In the Alteryx case, it was apparent that the firm had purchased the information from Experian, as part of a data set called ConsumerView. Alteryx uses this data to provide marketing and analytics services. It put the data in AWS S3—and forgot to lock the door.

In November, files detailing a secret US intelligence collection program were leaked in the same manner, also stored in S3. The program, led by US Army Intelligence and Security Command, a division of the National Security Agency, was supposed to help the Pentagon get real-time information about what was happening on the ground in Afghanistan in 2013 by collecting data from US computer systems on the ground. Much as in the Alteryx case, the data was exposed by a misconfigured S3 bucket.

Here’s the deal: AWS defaults to closing access to data in S3, so in both cases someone had to configure S3 to expose the data. Indeed, S3 has the option to provide data over the web, if configured to do so.
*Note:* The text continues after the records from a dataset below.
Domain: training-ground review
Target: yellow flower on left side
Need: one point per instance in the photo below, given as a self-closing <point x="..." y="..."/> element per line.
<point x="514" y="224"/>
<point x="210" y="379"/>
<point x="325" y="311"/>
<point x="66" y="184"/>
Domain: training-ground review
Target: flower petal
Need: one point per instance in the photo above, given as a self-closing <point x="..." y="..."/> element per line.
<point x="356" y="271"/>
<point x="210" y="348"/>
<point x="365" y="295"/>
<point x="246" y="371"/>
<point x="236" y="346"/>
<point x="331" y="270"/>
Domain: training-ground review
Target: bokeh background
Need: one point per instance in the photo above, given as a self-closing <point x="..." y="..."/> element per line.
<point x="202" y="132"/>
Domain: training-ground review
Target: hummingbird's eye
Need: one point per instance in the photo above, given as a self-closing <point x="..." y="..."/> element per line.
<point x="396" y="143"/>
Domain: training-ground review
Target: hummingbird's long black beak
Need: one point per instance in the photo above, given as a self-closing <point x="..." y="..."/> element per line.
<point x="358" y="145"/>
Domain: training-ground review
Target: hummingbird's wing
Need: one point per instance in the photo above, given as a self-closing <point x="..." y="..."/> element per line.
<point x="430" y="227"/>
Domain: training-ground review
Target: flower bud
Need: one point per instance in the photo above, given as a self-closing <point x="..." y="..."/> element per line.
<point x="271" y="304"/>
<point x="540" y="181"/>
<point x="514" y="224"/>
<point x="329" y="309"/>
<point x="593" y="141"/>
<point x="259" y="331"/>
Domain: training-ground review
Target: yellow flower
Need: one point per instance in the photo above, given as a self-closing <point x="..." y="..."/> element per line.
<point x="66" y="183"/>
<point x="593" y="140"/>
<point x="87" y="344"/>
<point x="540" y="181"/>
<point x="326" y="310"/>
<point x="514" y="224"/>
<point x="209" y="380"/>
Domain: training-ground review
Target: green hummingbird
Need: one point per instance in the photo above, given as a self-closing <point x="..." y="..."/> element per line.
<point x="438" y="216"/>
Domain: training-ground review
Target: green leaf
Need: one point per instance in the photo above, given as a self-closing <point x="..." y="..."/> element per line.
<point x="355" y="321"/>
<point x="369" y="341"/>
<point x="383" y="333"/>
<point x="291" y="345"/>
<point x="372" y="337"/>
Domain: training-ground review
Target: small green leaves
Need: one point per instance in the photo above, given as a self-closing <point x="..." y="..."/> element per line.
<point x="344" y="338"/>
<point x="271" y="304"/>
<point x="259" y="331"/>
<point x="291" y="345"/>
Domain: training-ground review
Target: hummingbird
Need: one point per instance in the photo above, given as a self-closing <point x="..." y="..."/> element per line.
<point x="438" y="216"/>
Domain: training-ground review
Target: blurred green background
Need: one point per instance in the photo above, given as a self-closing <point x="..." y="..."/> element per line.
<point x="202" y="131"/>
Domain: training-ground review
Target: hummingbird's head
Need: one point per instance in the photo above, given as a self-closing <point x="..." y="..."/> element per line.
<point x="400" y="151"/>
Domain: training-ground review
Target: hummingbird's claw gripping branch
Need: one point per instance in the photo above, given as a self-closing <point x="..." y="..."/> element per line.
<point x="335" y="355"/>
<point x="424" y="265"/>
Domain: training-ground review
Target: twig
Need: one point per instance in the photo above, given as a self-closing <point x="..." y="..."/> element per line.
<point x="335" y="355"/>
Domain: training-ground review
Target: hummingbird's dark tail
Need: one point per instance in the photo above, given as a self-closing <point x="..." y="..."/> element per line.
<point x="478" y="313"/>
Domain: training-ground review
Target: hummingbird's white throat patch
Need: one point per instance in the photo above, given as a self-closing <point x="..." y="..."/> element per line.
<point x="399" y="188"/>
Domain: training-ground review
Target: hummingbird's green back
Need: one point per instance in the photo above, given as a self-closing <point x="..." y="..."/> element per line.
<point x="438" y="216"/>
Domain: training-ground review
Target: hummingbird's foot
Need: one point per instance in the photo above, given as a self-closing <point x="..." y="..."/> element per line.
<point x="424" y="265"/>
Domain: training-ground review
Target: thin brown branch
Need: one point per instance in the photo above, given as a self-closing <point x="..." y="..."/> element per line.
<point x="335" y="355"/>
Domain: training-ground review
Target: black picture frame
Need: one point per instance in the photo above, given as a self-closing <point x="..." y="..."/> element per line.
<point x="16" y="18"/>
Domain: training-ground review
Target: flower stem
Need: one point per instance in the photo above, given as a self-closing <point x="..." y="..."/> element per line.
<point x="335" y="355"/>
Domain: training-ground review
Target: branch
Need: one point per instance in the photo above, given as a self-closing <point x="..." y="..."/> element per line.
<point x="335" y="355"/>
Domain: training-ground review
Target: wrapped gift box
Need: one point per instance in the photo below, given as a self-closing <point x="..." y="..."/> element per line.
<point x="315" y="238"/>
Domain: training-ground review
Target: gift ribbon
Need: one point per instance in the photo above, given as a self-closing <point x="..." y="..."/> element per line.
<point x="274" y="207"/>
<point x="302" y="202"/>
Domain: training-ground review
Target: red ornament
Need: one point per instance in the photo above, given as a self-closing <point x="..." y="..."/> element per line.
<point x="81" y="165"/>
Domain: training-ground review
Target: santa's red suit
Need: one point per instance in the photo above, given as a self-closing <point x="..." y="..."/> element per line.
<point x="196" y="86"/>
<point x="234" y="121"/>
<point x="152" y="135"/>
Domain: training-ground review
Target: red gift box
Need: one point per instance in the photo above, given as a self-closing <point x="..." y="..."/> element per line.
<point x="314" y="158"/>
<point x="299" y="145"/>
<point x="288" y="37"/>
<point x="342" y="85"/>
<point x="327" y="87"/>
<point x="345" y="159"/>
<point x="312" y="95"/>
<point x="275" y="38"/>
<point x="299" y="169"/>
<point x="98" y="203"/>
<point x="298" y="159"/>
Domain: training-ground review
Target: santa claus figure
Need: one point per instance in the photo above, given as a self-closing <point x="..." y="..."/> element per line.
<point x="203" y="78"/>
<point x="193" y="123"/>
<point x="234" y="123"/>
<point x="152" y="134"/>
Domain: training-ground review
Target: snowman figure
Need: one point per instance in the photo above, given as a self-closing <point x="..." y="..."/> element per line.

So, this is not an AWS issue, but one of stupidity, naïveté, or ignorance by people running their S3 instances.

Public cloud providers often say that they are not responsible for ineffective, or in these cases nonexistent, security configurations that leave data exposed. You can see why.

In these cases, white hat hackers informed those in charge about the exposure. But I suspect that many other such mistakes have been uncovered by people who quietly collect the data and move on into the night.

The fix for this is really common sense: Don’t actively expose data that should not be exposed. You need to learn about security configurations and processes before you bring the public cloud into your life. Otherwise, this kind of avoidable stuff will keep happening.